I'd have otherwise guessed that this tool mainly exists just to test lib25519. Personally I'd only ever want a library, or some higher-level tool. A CLI tool that just does raw signing feels like a weird (and footgun-shaped) middle ground.

3 comments

This mostly exists to test lib25519 and ostensibly to build systems with shell scripts (though: few people would do that). It is a weird and footgun-shaped middle ground.
It's why no one has succeeded in replacing GPG: you need a lot of systems to work in order to have an actual viable one, the ability to spit out signatures from keys is required but not sufficient.
GPG is pervasive for the same reason git is pervasive: network effects.
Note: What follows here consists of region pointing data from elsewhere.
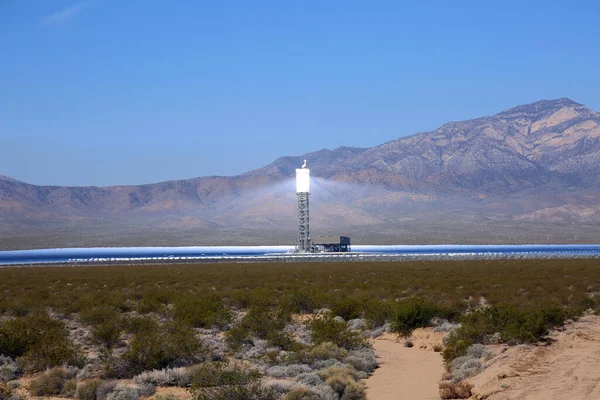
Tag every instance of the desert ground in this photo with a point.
(501, 329)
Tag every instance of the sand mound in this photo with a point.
(406, 373)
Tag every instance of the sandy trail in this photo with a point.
(569, 368)
(406, 373)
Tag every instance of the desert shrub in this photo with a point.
(446, 327)
(413, 313)
(181, 377)
(322, 351)
(302, 301)
(362, 360)
(478, 351)
(327, 329)
(202, 311)
(378, 312)
(280, 386)
(53, 382)
(320, 392)
(217, 373)
(354, 391)
(217, 380)
(288, 371)
(346, 372)
(86, 390)
(513, 324)
(378, 331)
(262, 323)
(283, 340)
(124, 391)
(357, 324)
(464, 367)
(107, 334)
(309, 379)
(7, 393)
(137, 324)
(346, 307)
(97, 315)
(104, 389)
(170, 346)
(39, 342)
(9, 369)
(451, 390)
(251, 391)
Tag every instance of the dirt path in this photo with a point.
(406, 373)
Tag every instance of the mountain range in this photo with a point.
(530, 173)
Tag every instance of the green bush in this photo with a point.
(171, 345)
(98, 315)
(107, 333)
(6, 393)
(38, 342)
(86, 390)
(283, 340)
(259, 322)
(202, 311)
(346, 307)
(378, 312)
(328, 329)
(514, 325)
(413, 313)
(139, 324)
(54, 382)
(322, 351)
(218, 373)
(252, 391)
(219, 381)
(302, 301)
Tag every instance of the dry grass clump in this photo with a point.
(344, 382)
(181, 377)
(451, 390)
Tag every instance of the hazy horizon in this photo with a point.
(111, 93)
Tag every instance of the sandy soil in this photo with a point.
(569, 368)
(406, 373)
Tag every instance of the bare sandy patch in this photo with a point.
(406, 373)
(568, 368)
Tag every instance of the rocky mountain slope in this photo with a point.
(533, 163)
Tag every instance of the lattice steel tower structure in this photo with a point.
(304, 244)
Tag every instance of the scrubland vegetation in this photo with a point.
(266, 331)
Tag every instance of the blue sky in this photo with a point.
(104, 92)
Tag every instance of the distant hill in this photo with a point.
(533, 170)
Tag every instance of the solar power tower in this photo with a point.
(303, 192)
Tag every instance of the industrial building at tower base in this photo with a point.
(323, 244)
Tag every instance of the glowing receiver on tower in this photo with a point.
(302, 193)
(303, 179)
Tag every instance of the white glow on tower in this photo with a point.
(303, 179)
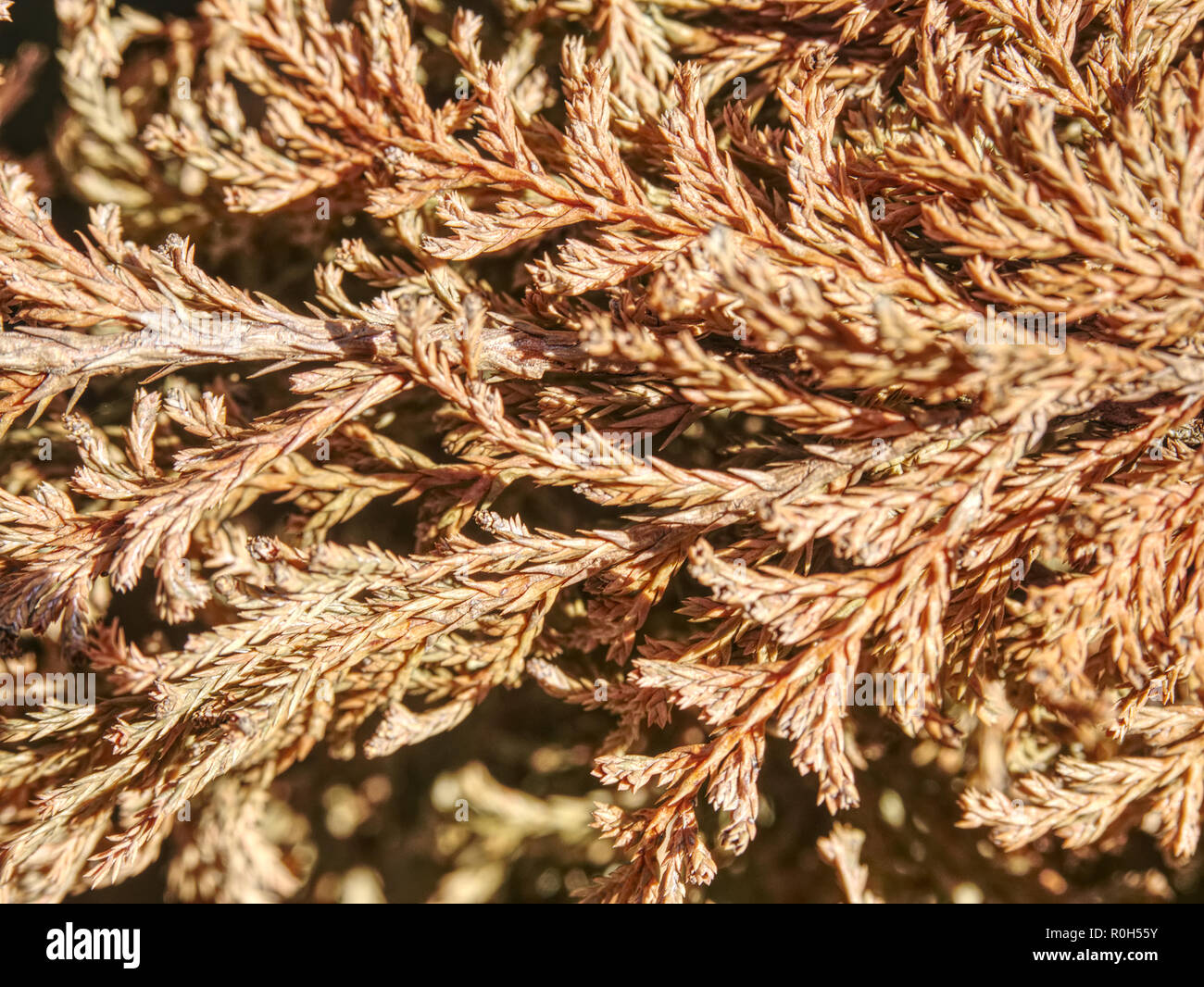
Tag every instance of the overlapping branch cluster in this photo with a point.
(757, 231)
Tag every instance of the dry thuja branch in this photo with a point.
(719, 366)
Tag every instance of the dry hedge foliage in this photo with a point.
(686, 357)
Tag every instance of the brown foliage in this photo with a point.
(717, 276)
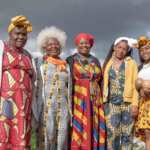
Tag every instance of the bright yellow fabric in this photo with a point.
(130, 93)
(22, 21)
(61, 63)
(142, 121)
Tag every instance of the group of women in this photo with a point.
(76, 104)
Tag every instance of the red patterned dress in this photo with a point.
(15, 100)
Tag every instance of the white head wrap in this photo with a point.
(131, 42)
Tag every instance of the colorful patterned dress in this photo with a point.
(52, 133)
(15, 101)
(88, 131)
(119, 123)
(142, 121)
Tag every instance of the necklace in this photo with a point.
(89, 73)
(146, 66)
(15, 49)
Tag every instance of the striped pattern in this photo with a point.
(53, 132)
(88, 131)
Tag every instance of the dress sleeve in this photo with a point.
(69, 93)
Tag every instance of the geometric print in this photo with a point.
(119, 125)
(88, 130)
(142, 121)
(52, 132)
(15, 100)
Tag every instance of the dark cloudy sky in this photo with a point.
(106, 20)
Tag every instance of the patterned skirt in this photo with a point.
(143, 119)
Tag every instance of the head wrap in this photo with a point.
(84, 35)
(142, 41)
(22, 21)
(131, 42)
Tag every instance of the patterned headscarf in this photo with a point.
(84, 35)
(22, 21)
(142, 41)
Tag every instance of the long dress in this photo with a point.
(142, 121)
(52, 132)
(88, 131)
(15, 100)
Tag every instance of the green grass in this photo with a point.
(33, 145)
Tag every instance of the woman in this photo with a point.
(53, 74)
(142, 123)
(88, 131)
(120, 97)
(16, 78)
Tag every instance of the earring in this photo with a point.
(113, 55)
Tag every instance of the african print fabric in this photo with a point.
(52, 133)
(116, 84)
(88, 131)
(142, 121)
(120, 126)
(119, 123)
(15, 101)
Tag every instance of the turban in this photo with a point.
(131, 42)
(84, 35)
(22, 21)
(142, 41)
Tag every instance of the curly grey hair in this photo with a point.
(51, 32)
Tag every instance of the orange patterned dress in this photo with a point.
(15, 100)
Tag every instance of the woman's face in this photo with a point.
(121, 49)
(52, 47)
(145, 52)
(18, 37)
(83, 46)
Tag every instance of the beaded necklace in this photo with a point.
(14, 48)
(89, 73)
(146, 66)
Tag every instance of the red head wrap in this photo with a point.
(84, 35)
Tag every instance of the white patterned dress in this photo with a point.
(54, 117)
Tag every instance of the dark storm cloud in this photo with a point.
(106, 20)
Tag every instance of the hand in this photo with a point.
(146, 91)
(134, 111)
(142, 93)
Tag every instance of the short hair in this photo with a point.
(51, 32)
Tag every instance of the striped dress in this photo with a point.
(88, 131)
(52, 133)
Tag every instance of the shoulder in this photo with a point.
(70, 58)
(130, 60)
(96, 60)
(26, 53)
(140, 67)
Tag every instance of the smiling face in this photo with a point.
(145, 53)
(52, 47)
(83, 46)
(121, 49)
(18, 37)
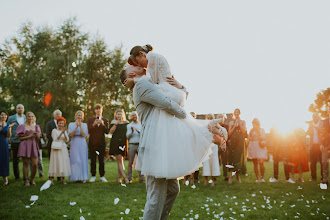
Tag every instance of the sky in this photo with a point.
(268, 58)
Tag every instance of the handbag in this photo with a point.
(57, 145)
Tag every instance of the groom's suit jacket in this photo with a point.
(147, 97)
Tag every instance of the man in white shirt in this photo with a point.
(18, 119)
(133, 136)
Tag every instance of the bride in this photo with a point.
(176, 147)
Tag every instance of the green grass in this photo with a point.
(98, 199)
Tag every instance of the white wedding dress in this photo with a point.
(173, 147)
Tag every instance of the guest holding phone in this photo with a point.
(118, 143)
(29, 135)
(5, 133)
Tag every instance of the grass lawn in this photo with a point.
(248, 200)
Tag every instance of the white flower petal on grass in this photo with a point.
(34, 198)
(46, 185)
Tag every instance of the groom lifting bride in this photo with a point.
(172, 143)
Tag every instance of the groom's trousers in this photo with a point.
(161, 194)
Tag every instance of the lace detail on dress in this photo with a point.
(158, 68)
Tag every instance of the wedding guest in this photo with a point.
(237, 130)
(19, 119)
(59, 164)
(280, 149)
(133, 136)
(49, 128)
(29, 135)
(325, 147)
(257, 150)
(118, 142)
(193, 176)
(78, 131)
(223, 153)
(98, 126)
(298, 156)
(211, 166)
(5, 133)
(314, 132)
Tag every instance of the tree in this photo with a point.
(322, 100)
(76, 69)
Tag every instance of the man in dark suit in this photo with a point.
(97, 128)
(49, 128)
(325, 147)
(314, 132)
(17, 119)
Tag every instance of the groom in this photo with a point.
(161, 193)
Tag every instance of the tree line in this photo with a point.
(72, 69)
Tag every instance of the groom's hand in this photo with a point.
(173, 82)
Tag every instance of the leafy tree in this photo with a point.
(320, 103)
(76, 69)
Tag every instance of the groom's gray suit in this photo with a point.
(161, 193)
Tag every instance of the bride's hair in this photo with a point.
(135, 51)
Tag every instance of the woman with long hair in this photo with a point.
(237, 130)
(29, 135)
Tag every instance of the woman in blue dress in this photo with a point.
(78, 131)
(5, 133)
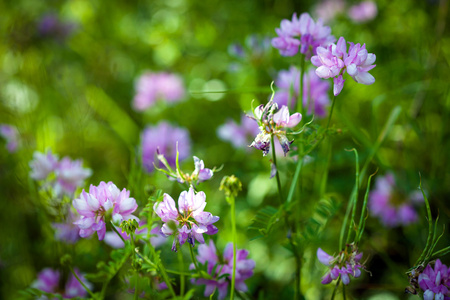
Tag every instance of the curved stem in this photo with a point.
(274, 158)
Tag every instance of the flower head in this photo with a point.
(163, 139)
(301, 34)
(217, 266)
(189, 221)
(346, 264)
(103, 203)
(390, 206)
(12, 137)
(315, 90)
(152, 87)
(333, 61)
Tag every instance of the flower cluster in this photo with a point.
(103, 203)
(315, 90)
(273, 123)
(218, 266)
(164, 139)
(333, 61)
(301, 33)
(238, 135)
(345, 264)
(12, 137)
(392, 208)
(435, 283)
(48, 281)
(189, 222)
(69, 174)
(151, 87)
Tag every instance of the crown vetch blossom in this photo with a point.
(273, 123)
(392, 208)
(345, 264)
(435, 283)
(314, 89)
(333, 61)
(102, 202)
(217, 266)
(151, 87)
(48, 281)
(163, 139)
(189, 222)
(301, 33)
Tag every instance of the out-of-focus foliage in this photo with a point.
(71, 91)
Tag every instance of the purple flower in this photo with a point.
(216, 267)
(362, 12)
(164, 138)
(70, 174)
(334, 61)
(152, 87)
(345, 264)
(435, 282)
(103, 202)
(392, 208)
(238, 135)
(301, 33)
(42, 165)
(12, 137)
(189, 222)
(315, 90)
(273, 123)
(48, 281)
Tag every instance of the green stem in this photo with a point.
(331, 112)
(82, 283)
(274, 158)
(231, 200)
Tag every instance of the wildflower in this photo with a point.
(217, 267)
(315, 90)
(301, 33)
(238, 135)
(435, 283)
(102, 204)
(189, 222)
(363, 12)
(273, 123)
(48, 281)
(12, 137)
(152, 87)
(345, 264)
(333, 61)
(390, 206)
(164, 138)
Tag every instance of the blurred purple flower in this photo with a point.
(216, 267)
(48, 281)
(334, 61)
(344, 265)
(435, 283)
(189, 222)
(152, 87)
(386, 203)
(100, 205)
(164, 138)
(301, 33)
(362, 12)
(313, 88)
(238, 135)
(12, 137)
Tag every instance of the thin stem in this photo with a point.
(331, 112)
(82, 283)
(274, 158)
(231, 200)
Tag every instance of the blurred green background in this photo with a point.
(72, 94)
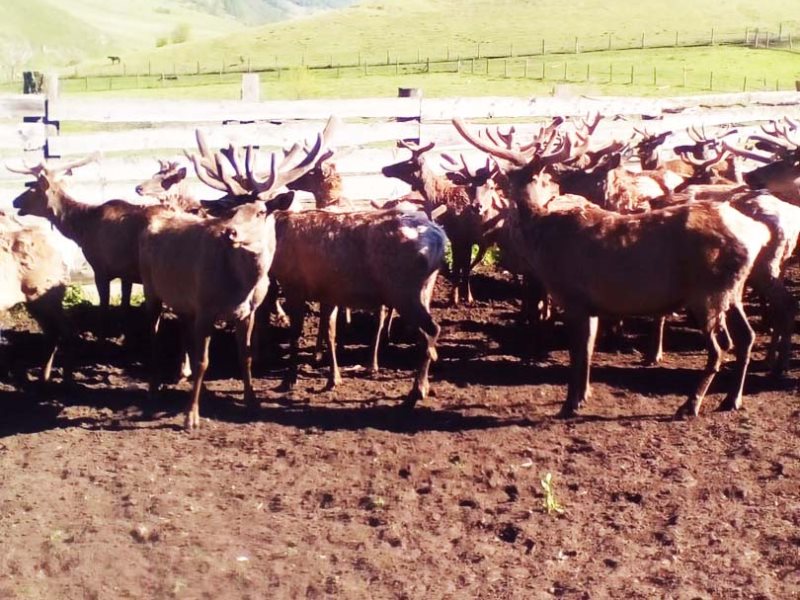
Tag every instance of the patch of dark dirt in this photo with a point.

There are plenty of better alternatives.
Such as? I need an alternative which supports commutative trust relationships of some sort which are revocable.
You (knowingly?) picked the one counter example, lol. Web of trust is the one application of PGP/GPG for which there isn’t a product ready replacement tool to point towards. GPG is built around web of trust, but this is generally believed to have been a very, very bad idea and the source of innumerable security problems for nearly every application that has tried to make use of it. The GPG replacements I would point to are purpose-built for specific domains and eschew web of trust:

https://soatok.blog/2024/11/15/what-to-use-instead-of-pgp/

That said, you might find what you are looking for in the Rebooting Web of Trust project, and the various decentralized identity (DID) implementations that have come out of it:

https://www.weboftrust.info/

No I picked the case I'm dealing with most commonly: which is establishing trust. X509 certs will also do this.

I have numerous criticisms of the GPG system but it's not a solution to just not implement any solution at all: I.e. I need revocation lists, I need intermediate keys, I need the ability to establish alternate chains of trust or promote a chain to trusted. Some of this is very hard to do with x509 even or not will supported.

Trust meaning who you should do business with? Whose advice you should take?

Rather than “trust” you mean something very specific: whether a key was issued by an entity, or attested to from a set of authorities. The “web of trust” model that PGP/GPG supports is not the ideal means of implementing this.

Keybase or any of the tools inspired by keybase (foks.pub etc)
Isn’t keybase to GPG what github is to git?
> I'm curious, what do you actually use it for?

FTA:

> These tools allow lib25519 to be easily used from shell scripts.

I've never used ed25519-cli, but not having to use a library is nice for someone who isn't a programmer.

The Venn diagram of "not a programmer" and "can safely use Ed25519" is two non-overlapping circles.
"this app needs me to generate a key and point to it in config" is plenty of overlap
If you just want a raw ed25519 private key then `head -c32 /dev/urandom` does the job. But usually you want a DER/PEM wrapper or similar, which the openssl cli tools handle nicely.
I don't consider myself a programmer and I can use Ed25519 safely. I do however understand computing fairly well.
I consider myself a programmer and ed25519-understander, but the idea of using it directly within a shell script terrifies me.
Simply combine this tool with `openssl enc` and your shell script is as secure as any shell script could be
Someone writing shell scripts is a programmer, for better or worse.